Rabu, 30 September 2015

Bantahan Argumentasi Pendukung PKI

Bantahan Argumentasi Pendukung PKI

Kivlan Zen ;  Ketua Bidang Khusus Gerakan Bela Negara
                                                  REPUBLIKA, 23 September 2015

                                                                                                                                                           
                                                                                                                                                           

Gerakan G30S/PKI adalah masalah internal TNI AD dan Partai Komunis Indonesia (PKI) tidak terlibat, maka anggota PKI harus direhabilitasi. Oleh karena itu, PKI harus dihidupkan kembali dengan mencabut Tap MPRS No 25/1996 tentang Pelarangan Partai Komuis dan Underbow-nya serta Paham Komunis, Leninis, Marxis, dan Maois di Indonesia. Selanjutnya, harus terlaksana pencabutan UU No 27/1999 tentang Larangan Paham Komunis, Leninis, Marxis, dan Maois kecuali untuk pelajaran di lembaga pendidikan tertentu.

Demikian rencana jangka pendek Partai Komunis Gaya Baru yang telah disahkan pengurus barunya pada Kongres X PKI tahun 2010 di Grabag, Magelang, Jawa Tengah, yang dipimpin Ketua Umum Wahyu Setiaji dan Sekjen Teguh Karyadi, dengan AD/ART serta Pokok-Pokok Program Umum Rakyat Indonesia.

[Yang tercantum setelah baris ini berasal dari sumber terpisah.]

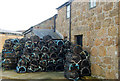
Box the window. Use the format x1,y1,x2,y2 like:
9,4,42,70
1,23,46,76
66,5,70,18
90,0,96,8
75,35,83,46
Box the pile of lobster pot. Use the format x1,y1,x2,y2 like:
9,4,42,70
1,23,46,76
64,45,91,81
2,35,90,80
2,35,70,73
2,39,25,70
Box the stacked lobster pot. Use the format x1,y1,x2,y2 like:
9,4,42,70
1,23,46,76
2,39,23,69
16,35,67,73
64,45,91,81
2,35,91,80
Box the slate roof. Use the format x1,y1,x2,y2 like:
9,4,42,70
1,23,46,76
33,29,62,39
0,29,22,35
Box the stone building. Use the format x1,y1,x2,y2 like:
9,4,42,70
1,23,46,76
0,29,23,53
56,0,120,79
23,14,62,39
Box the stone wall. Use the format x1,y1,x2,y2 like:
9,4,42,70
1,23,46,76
56,7,69,37
0,34,23,52
56,2,120,79
34,16,54,29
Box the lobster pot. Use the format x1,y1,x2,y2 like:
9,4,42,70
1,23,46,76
64,45,91,81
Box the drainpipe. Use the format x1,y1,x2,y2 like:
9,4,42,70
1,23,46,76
69,2,71,42
54,14,57,32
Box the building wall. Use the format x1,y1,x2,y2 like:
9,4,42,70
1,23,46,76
34,17,54,29
56,2,120,79
56,7,69,37
0,34,23,52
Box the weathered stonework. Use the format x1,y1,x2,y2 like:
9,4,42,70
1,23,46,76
0,34,23,53
56,1,120,79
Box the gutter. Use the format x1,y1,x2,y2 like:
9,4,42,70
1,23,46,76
69,2,71,42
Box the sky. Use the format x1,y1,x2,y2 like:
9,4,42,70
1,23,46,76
0,0,68,31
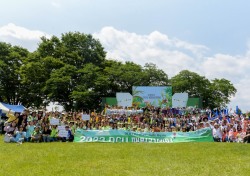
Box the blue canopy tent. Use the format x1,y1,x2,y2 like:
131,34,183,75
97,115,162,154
0,102,25,113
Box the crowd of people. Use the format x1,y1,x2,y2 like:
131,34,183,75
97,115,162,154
1,107,250,144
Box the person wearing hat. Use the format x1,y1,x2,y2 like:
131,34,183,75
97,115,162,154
213,123,222,142
30,126,42,142
5,109,19,123
62,125,74,142
243,127,250,143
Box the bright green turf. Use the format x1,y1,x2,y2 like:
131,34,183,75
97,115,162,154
0,137,250,176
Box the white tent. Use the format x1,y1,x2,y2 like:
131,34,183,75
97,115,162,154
0,102,25,113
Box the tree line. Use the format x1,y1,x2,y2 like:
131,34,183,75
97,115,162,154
0,32,237,110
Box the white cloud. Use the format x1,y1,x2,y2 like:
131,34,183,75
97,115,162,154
94,27,208,76
0,23,50,51
0,23,250,111
94,27,250,111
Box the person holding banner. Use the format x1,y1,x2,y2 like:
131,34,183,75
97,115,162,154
42,125,51,142
62,125,74,142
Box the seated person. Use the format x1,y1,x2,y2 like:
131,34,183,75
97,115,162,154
30,126,42,142
62,125,74,142
42,125,51,142
243,127,250,143
10,125,26,144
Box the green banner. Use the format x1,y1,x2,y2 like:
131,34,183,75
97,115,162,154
74,128,213,143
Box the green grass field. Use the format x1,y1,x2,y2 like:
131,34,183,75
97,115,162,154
0,136,250,176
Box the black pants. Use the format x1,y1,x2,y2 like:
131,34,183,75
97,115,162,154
243,136,250,143
214,137,221,142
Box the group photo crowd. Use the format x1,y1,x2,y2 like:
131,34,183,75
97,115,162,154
2,107,250,144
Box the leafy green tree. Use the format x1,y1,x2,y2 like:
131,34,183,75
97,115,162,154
171,70,236,108
142,63,169,86
0,42,29,104
210,79,237,107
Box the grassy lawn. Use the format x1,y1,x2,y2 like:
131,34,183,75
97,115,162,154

Memang, ada upaya dari pendukung PKI melalui media publik, baik cetak, radio, TV, maupun media sosial menyatakan bahwa PKI tidak bersalah atas G30S dan Dewan Revolusi. Korban konflik horizontal tahun 1965/1966/1967 dan 1970, terutama anggota PKI dan underbow-nya disebut bahwa dilakukan oleh aparat keamanan, dalam hal ini TNI AD dengan dukungan ormas Islam, khususnya NU dan Muhammadiyah.

Sedangkan, korban dari kalangan NU, khususnya di daerah Banyuwangi dan Blitar, tidak disebutkan PKI sebagai keganasannya, termasuk pembunuhan Brigjen Katamso, komandan Korem Yogyakarta, dan Kolonel Sugiono, kasrem Yogyakarta pada 2 Oktober 1965.

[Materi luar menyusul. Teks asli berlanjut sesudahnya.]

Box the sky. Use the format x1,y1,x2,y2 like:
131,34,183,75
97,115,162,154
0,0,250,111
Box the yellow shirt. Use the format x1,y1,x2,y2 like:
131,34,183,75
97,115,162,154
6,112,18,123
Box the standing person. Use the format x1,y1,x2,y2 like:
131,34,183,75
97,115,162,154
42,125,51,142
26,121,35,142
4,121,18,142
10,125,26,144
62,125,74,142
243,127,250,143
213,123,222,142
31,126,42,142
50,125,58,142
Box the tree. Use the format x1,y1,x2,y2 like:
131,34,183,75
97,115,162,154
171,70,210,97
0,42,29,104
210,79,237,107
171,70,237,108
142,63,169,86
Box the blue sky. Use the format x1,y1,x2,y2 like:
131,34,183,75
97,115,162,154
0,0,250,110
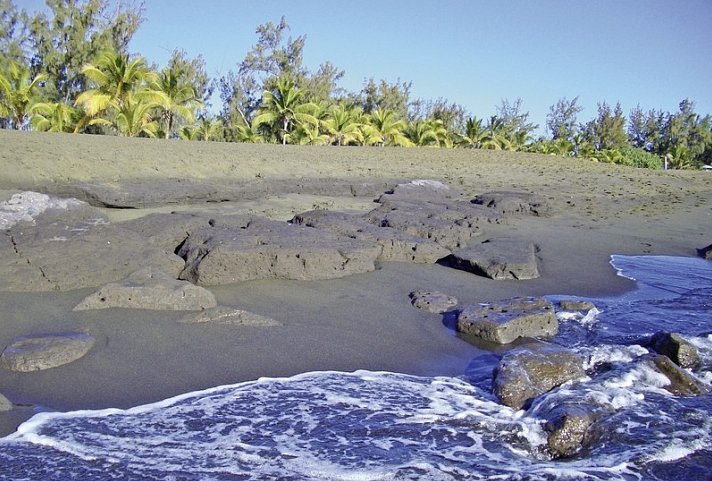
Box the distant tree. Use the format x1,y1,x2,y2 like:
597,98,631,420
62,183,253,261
252,78,318,144
0,62,46,130
27,0,143,103
583,102,628,150
546,97,583,142
30,102,83,132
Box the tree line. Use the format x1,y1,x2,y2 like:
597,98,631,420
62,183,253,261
0,0,712,168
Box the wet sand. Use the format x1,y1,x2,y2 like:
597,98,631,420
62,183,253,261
0,131,712,434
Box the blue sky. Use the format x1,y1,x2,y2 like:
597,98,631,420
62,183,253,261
17,0,712,133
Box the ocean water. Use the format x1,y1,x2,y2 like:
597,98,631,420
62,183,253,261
0,256,712,481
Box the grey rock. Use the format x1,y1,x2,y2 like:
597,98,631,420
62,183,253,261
291,210,450,264
457,297,559,344
0,394,15,412
180,306,282,327
74,268,217,311
559,299,596,312
178,220,381,285
410,291,457,314
493,346,586,409
472,191,549,216
0,205,184,291
0,332,94,372
649,331,700,368
448,238,539,280
639,354,710,396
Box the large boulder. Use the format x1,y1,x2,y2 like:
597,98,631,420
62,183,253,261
457,297,559,344
0,197,183,291
178,220,381,285
0,332,94,372
646,331,700,368
448,238,539,280
74,269,217,311
639,354,710,396
410,291,457,314
493,345,586,409
472,191,549,216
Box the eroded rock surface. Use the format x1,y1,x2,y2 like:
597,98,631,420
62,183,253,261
493,346,586,409
0,332,94,372
448,238,539,280
74,268,217,311
457,297,559,344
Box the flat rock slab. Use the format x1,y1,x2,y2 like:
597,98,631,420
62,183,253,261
0,332,94,372
0,198,184,291
180,306,282,327
178,220,381,285
472,191,549,216
447,238,539,280
410,291,457,314
457,297,559,344
493,346,586,409
74,269,217,311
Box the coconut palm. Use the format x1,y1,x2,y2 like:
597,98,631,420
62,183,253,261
252,79,319,144
370,109,413,147
323,103,363,146
151,68,203,138
30,102,84,132
0,62,46,130
75,51,170,131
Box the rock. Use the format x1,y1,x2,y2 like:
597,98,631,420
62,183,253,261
291,210,450,264
472,192,549,216
0,332,94,372
493,345,586,409
180,306,282,327
410,291,457,314
559,299,596,312
0,394,15,412
544,404,597,458
647,331,700,368
457,297,559,344
74,268,217,311
178,220,381,285
0,204,184,291
447,238,539,280
697,244,712,260
640,354,710,396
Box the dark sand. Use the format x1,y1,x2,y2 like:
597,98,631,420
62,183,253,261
0,131,712,434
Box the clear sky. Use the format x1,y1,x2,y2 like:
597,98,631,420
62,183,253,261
17,0,712,133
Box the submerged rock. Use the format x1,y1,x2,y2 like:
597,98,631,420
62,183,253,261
493,345,586,409
457,297,559,344
410,291,457,314
647,331,700,368
0,332,94,372
74,269,217,311
181,306,282,327
640,354,710,396
448,238,539,280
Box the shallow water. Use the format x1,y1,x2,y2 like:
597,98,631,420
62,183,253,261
0,256,712,481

Mereka juga mendesak Pemerintah RI untuk meminta maaf, merehabilitasi, dan memberi ganti rugi moral dan materiil atas penderitaan dan kerugian para anggota PKI, keluarga, dan simpatisannya beserta underbow selama kurun 1965/1966/1967 dan 1970 dengan mendompleng ganti rugi bersama korban peristiwa Trisakti Mei 1998, Semanggi I dan II, petrus, Talangsari, dan Wasior.

Pemerintah RI di bawah Jokowi-JK bermaksud menyelesaikan peristiwa itu dengan membentuk Komisi Kebenaran dan Rekonsiliasi Jilid 2. Karena UU KKR 1 telah dibatalkan Mahkamah Konstitusi pada 2006, kalau sama konsep UU KKR 2 itu, tidak mungkin disahkan DPR. Karenanya, Jokowi akan membuat KKR 2 melalui pepres dan keppres yang tak memerlukan persetujuan DPR.

Jika pepres dan keppres yang akan terbit bisa terwujud setelah pidato Jokowi pada 15 Agustus 2015 di depan DPR, personel KKR akan diisi pendukung eks PKI dan harus selesai dalam satu tahun tanpa ketelitian. Masalah petrus, Talangsari, Trisakti, Semanggi I dan II, dan Wasior hanya sebagai pelengkap agar cepat diselesaikan dalam satu tahun dengan harapan masalah G30S dan korban PKI bersama pendukungnya cepat diselesaikan tanpa memperhatikan korban keganasan PKI di Banyuwangi, Blitar, dan Danrem/Kasrem Yogyakarta.

Masalah lain seperti korban Tanjung Priok, Pam Swakarsa 1998, RMS, PRRI/Permesta, DI/TII, Pemberontakan Madiun 1948, korban aksi PKI terhadap lawannya pada 1965/1966 tidak akan diperhatikan. Hal ini berarti pengabaian terhadap kebenaran dan keadilan.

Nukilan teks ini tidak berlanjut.